Das von den Initianten ins Feld geführte Argument, die Ausbildungsoffensive sei eine Badewanne ohne Stöpsel, weil die Arbeitsbedingungen nicht verbessert würden, greift ins Leere. Bei Lichte betrachtet können die Institutionen des Gesundheitswesens die Arbeitsbedingungen nur mit mehr Personal verbessern. Und genau hier setzt der indirekte Gegenvorschlag an, denn dank diesem können sofort mehr Pflegefachpersonen ausgebildet werden.
Die wahren Absichten der Initianten offenbarten sich während des Abstimmungskampfes. So preschte der VPOD mit gewerkschaftlichen Forderungen vor und verlangte eine Lohnerhöhung von 10 Prozent, die 36-Stunden-Woche und eine Pensionierung mit 60 Jahren für Angestellte in der Pflege.

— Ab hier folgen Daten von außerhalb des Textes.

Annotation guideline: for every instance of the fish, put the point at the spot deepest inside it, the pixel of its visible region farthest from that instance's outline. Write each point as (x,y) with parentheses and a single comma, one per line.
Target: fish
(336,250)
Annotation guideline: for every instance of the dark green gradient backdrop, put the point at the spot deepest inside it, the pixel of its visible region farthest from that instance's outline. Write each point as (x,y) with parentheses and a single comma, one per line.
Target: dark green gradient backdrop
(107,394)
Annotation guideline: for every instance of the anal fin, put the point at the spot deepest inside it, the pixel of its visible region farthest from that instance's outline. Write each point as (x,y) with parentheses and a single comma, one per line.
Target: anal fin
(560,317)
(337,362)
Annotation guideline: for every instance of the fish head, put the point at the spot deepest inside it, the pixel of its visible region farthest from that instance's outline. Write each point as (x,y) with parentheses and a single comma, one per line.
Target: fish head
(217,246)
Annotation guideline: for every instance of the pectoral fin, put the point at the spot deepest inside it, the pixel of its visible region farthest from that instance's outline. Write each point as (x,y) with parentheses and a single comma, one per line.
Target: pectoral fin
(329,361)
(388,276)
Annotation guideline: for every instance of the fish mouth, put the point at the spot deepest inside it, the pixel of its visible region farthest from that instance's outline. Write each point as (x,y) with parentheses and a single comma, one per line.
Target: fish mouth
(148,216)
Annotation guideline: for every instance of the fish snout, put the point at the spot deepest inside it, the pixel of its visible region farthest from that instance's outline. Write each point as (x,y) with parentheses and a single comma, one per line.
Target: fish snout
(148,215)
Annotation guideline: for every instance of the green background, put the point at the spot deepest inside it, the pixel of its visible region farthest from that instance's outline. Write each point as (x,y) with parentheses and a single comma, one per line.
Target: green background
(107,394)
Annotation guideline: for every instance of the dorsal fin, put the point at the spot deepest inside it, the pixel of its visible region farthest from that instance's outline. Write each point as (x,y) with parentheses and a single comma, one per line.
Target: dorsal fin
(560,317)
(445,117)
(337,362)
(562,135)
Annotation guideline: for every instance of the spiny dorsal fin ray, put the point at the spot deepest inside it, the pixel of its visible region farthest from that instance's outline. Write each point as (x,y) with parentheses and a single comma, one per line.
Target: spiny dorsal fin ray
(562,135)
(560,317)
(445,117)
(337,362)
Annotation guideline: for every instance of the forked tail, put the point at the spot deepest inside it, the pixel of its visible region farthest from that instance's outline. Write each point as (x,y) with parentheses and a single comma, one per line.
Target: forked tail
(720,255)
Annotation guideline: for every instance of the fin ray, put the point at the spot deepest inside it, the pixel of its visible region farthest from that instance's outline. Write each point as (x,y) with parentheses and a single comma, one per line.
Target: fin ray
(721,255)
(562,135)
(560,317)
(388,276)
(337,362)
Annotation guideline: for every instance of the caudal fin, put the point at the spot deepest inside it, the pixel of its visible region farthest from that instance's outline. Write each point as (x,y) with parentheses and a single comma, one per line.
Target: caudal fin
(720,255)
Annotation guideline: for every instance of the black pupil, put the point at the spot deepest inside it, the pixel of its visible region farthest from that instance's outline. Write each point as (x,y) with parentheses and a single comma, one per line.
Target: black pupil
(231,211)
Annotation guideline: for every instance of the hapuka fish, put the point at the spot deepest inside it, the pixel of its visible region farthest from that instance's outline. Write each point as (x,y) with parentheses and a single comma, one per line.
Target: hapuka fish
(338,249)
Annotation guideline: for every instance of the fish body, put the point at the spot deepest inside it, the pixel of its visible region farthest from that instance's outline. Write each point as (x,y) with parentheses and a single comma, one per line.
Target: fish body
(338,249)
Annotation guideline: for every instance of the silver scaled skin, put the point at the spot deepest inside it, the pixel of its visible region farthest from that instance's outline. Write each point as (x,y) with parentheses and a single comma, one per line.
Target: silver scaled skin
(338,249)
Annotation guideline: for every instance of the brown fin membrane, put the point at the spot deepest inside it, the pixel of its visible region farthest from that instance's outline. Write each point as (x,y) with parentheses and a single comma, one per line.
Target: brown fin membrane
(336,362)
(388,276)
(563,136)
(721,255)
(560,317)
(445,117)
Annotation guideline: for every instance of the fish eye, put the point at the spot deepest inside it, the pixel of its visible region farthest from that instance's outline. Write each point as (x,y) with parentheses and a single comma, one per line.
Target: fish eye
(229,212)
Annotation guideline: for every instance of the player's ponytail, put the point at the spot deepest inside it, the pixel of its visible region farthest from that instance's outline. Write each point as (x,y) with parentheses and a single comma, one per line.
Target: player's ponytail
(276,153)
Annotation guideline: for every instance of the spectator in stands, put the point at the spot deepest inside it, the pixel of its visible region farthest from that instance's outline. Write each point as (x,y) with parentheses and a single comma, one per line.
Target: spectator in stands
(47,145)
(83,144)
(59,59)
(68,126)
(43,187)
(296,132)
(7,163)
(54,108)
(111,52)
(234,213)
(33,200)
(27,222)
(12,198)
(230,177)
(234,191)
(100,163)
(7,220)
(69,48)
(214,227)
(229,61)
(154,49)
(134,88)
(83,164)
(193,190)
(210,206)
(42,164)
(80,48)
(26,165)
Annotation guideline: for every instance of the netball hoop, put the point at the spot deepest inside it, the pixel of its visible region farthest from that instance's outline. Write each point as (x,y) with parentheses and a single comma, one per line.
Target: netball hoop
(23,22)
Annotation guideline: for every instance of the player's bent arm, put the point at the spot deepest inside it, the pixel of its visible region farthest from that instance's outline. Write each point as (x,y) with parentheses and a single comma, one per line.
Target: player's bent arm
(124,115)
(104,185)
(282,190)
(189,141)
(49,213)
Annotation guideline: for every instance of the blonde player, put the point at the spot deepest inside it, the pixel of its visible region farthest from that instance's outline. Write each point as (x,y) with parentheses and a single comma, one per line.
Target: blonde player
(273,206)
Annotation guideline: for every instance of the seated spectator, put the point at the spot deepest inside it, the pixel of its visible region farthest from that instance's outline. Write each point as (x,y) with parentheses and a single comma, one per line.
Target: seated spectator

Es ist nun offensichtlich, dass die Gewerkschaften die Initiative als trojanisches Pferd benützen wollen, um im Gesundheitswesen Fuss zu fassen. Dass sich der SBK von diesen Forderungen halbherzig distanzierte, wird nichts daran ändern.
Klassenkämpferische Manier
Wie aus Stellungnahmen in den Medien unverhohlen zu entnehmen ist, soll das Ja zur Pflegeinitiative der Anfang sein, das Schweizer Gesundheitswesen umzukrempeln. Dazu brauche es zusätzlich weitere gewerkschaftliche Kämpfe und eine radikale Reform der Gesundheitspolitik. So sollen etwa die Fallpauschalen, die 2012 mit der neuen Spitalfinanzierung eingeführt wurden, rückgängig gemacht werden. Ein Gewerkschaftler liess sich sogar in klassenkämpferischer Manier zitieren, die Gewerkschaften müssten in der Lage sein, ganze Spital-Abteilungen lahmzulegen. Dies sei gerade auch nach einem Ja zur Pflegeinitiative am 28. November wichtig.
Es wirkt fast etwas tragisch, dass die bürgerlichen Politiker – mit Ausnahme weniger Aufrechten - diese Entwicklung nicht kommen sahen und im Abstimmungskampf durch Abwesenheit glänzten. Demgegenüber setzten sich die Arbeitgeberverbände H+ Die Spitäler der Schweiz, Senesuisse und Spitex privé (ASPS) mit viel Herz für den indirekten Gegenvorschlag ein. Ob dieses Engagement am 28. November 2021 reichen wird, die Pflegeinitiative abzulehnen, ist ungewiss. Deshalb erneuern die Arbeitgeber nochmals ihren Aufruf: Wer die Pflege jetzt stärken will, ist für den Gegenvorschlag und stimmt NEIN zur Pflegeinitiative!